I need to confess that the reopening of the truck has been easier than we initially expected. And the results are better than expected, too. The food truck location organizers and apartment managers have been very understanding and accommodating for the truck and the staff! They waived their fees for many locations, and they are trying to collaborate in a positive and constructive way with us which is great and we really appreciate.
How has Pasta Sisters taken care of its employees during the pandemic?
Although we had to furlough many of our employees, we offered them to come to the restaurant to get lunch or dinner for free, and we donated money for their essential expenses. We tried to get those of our staff most in need back to work as soon as possible, and when we had the chance to reopen, we rehired everyone.
What are some additional ways the concept is getting food to customers? Have you added new tech and channels?
One new initiative we have taken on is working with Feed Culver, an organization that provides food for the people in our neighborhood that are in need, and we have donated ongoing meals to them to help support the community.
While there’s undoubtedly a ton of uncertainty ahead, are there some changes you think restaurants can bank on?
I think these policies surrounding cleaning and sanitizing the restaurants should have been the standard even before the pandemic, and Pasta Sisters followed the same rules even before, so not much has changed at the restaurants around this particular matter. But I wish and hope that we can go back to a normal life soon!
How do you think the guest has changed? And how is Pasta Sisters preparing?
Our customers have always been fantastic, polite, and respectful.
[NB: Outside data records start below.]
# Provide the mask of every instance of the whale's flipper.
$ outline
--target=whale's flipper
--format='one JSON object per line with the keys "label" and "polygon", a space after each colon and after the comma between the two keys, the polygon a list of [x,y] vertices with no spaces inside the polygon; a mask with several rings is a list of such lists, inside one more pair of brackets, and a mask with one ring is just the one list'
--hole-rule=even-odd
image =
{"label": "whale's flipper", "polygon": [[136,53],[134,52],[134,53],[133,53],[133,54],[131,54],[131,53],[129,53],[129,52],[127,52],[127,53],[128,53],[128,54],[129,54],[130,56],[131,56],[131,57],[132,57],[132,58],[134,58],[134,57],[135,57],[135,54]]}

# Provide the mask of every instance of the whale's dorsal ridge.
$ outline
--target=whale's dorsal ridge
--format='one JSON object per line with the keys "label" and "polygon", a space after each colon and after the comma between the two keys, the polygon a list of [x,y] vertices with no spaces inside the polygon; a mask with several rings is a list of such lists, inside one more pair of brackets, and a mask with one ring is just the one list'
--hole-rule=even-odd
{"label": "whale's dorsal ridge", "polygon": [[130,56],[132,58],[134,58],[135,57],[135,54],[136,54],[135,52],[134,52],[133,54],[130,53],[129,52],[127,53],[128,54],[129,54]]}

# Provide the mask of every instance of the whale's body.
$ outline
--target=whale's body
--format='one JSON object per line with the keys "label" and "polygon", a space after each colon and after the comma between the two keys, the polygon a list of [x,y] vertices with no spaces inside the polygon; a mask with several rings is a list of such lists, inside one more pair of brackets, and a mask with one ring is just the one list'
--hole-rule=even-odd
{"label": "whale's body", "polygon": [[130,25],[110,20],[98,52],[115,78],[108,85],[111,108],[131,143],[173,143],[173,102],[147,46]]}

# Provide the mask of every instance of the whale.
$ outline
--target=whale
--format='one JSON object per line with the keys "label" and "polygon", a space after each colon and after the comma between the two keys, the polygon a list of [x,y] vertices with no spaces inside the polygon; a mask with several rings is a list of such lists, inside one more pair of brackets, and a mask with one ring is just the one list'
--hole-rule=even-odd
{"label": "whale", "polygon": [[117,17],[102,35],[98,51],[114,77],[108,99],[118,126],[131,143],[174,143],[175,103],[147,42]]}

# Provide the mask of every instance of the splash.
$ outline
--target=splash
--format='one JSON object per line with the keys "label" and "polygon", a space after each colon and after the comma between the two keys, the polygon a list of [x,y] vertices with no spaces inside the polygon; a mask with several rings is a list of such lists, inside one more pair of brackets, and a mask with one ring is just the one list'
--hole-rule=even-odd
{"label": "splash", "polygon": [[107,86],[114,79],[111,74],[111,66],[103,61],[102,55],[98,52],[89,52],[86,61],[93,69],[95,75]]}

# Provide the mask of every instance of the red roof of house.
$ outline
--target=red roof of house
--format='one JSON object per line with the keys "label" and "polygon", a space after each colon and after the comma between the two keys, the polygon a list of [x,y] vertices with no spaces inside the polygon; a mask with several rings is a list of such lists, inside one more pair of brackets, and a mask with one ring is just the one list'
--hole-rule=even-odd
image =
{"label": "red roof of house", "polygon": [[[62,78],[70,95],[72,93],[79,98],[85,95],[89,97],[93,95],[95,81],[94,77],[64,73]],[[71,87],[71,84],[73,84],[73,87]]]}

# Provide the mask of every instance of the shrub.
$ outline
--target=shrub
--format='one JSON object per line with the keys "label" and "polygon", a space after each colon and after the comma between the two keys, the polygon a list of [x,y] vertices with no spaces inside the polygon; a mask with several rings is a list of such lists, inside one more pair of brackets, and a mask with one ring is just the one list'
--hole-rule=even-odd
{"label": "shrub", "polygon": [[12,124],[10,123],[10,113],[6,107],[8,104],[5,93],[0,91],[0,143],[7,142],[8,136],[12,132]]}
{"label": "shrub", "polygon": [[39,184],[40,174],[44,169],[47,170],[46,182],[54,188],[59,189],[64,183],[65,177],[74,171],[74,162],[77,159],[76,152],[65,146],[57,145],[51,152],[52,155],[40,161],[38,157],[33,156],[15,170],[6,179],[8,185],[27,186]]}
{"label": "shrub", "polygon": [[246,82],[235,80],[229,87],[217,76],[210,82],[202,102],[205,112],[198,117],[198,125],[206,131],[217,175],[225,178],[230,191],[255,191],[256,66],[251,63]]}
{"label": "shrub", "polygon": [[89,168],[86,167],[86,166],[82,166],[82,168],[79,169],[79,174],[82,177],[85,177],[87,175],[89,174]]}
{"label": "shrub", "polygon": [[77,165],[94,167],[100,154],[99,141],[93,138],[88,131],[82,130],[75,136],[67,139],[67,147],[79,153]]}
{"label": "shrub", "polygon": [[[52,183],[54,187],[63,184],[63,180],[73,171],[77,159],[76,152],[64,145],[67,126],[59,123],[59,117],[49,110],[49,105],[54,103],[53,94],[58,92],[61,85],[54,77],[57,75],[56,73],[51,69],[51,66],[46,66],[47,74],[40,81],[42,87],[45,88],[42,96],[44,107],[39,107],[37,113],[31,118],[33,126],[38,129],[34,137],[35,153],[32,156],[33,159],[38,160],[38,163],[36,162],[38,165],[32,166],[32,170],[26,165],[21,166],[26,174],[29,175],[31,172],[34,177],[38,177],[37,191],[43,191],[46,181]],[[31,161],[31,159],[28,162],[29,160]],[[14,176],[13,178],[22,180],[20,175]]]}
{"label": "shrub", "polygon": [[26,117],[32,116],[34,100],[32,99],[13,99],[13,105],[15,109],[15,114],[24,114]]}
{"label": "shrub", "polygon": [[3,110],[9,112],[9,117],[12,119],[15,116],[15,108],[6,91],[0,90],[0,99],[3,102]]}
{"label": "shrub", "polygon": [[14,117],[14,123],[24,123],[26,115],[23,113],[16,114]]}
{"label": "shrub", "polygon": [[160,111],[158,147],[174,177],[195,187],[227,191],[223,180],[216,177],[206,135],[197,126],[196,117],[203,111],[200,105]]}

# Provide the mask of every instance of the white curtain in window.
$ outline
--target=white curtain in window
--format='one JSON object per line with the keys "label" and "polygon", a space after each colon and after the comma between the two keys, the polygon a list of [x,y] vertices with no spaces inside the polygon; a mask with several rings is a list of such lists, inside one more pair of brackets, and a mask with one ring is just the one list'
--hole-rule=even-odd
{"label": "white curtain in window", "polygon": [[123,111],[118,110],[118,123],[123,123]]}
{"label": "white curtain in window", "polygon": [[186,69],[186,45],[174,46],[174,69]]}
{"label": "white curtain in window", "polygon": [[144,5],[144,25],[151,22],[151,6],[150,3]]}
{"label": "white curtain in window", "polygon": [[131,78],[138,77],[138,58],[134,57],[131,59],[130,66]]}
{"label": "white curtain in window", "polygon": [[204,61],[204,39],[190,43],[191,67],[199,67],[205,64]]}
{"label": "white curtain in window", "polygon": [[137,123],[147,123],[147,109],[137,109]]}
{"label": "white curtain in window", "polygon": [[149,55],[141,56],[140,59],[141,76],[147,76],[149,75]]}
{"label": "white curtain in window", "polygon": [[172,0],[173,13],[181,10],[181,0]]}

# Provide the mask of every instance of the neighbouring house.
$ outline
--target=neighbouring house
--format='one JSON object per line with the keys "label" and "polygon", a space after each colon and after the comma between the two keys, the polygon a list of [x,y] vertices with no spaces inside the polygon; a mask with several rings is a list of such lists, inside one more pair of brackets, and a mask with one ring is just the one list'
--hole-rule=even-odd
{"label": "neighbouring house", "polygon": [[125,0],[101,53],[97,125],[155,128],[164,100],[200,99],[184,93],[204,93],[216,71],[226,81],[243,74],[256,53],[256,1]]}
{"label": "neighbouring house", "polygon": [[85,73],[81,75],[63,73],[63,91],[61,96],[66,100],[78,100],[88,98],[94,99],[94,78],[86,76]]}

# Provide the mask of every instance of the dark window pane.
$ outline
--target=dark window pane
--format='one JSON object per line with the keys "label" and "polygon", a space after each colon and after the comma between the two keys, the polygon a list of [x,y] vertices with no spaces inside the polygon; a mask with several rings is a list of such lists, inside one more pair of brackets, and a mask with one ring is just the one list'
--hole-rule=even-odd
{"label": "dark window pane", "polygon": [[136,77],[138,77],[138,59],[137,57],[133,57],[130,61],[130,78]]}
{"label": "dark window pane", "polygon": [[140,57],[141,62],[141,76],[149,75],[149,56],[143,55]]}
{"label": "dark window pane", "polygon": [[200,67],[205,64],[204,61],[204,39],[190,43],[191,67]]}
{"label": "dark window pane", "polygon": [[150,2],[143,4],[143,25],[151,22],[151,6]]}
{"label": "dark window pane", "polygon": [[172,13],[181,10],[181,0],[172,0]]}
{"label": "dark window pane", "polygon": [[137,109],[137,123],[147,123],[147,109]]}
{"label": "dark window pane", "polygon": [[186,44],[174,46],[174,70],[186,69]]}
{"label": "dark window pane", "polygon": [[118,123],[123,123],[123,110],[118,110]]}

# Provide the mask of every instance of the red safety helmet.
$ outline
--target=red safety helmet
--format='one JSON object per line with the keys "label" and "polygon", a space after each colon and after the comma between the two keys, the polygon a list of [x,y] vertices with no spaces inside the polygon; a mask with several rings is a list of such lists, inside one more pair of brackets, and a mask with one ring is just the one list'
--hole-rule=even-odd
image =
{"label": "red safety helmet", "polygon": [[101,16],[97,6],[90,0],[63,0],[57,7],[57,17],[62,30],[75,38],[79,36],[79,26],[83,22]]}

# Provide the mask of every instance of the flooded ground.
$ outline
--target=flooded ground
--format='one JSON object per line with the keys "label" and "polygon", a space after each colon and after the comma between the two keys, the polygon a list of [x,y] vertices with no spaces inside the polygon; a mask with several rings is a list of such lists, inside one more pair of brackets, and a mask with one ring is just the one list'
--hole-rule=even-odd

I noticed a change in the people that order food online … they are more impatient, complain much more, and the third-party delivery drivers often times showed a bad attitude and rudeness. It is not easy to deal with them sometimes.
What do you think the biggest change to emerge will be? Is there opportunity on the other side?
The biggest change will be to predict how many people will go back to their offices and how many will continue to work from home, and that will affect so many restaurants reliant on neighboring foot traffic from offices/businesses. It will also be interesting to see how the catering business will change considering the demand, and this will change the dynamics inside the restaurants, and ultimately how/if the restaurants will survive. Many places are closed, and others will close soon, and the survivors will most likely prosper for the next couple of years with no competition around, but developing new strategies and menus to satisfy the new way of living and working is the opportunity. It is sad, especially for the new restaurants almost ready to open before the pandemic—they never had the chance to serve their delicious food in the world we came to know as “normal” before all this. Opportunities are always there if you know where to look, and as much I would love to talk about it, all I can say right now is that Pasta Sisters will surprise many with the next project we are working on.